"Amid the unfolding drama, one of the world's most well-worn classical works was twisted into something strangely fresh, resulting in not so much a deconstruction of Mozart's work as a reformation of it, with each component treated like a separate piece in a bold new puzzle. At one point, the sonata started to sound like something by Bartok, said Stephen Prina, the musician-slash-artist who created this wild riff on the master."
"At another, it started to sound like Shostakovich! It just kept changing. The result, says Prina, plays with the relationship between the familiar and the unfamiliar.
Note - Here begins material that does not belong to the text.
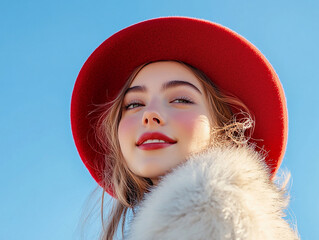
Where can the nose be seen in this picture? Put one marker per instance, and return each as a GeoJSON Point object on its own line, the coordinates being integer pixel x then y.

What do you have to do to something that's familiar to render it so unfamiliar that you can exact a different relationship with it? How do you take works that are on a pedestal and listen to them again instead of simply revering them?"
At the Museum of Modern Art a sextet performed the first movement of Mozart's String Quartet No. 15 in D minor before the conductor began rolling a six-sided die to select players to restart their parts. Selected musicians repeatedly returned to their openings while others continued, producing overlapping restarts that reshaped the quartet over 25 minutes. The interventions transformed the piece from a conventional performance into a reformed puzzle-like work that shifted stylistically, recalling Bartók and Shostakovich at moments. The project interrogates how deliberate alterations of familiar material can produce unfamiliar relationships, and the artist has pursued such questions across multiple artistic forms for five decades.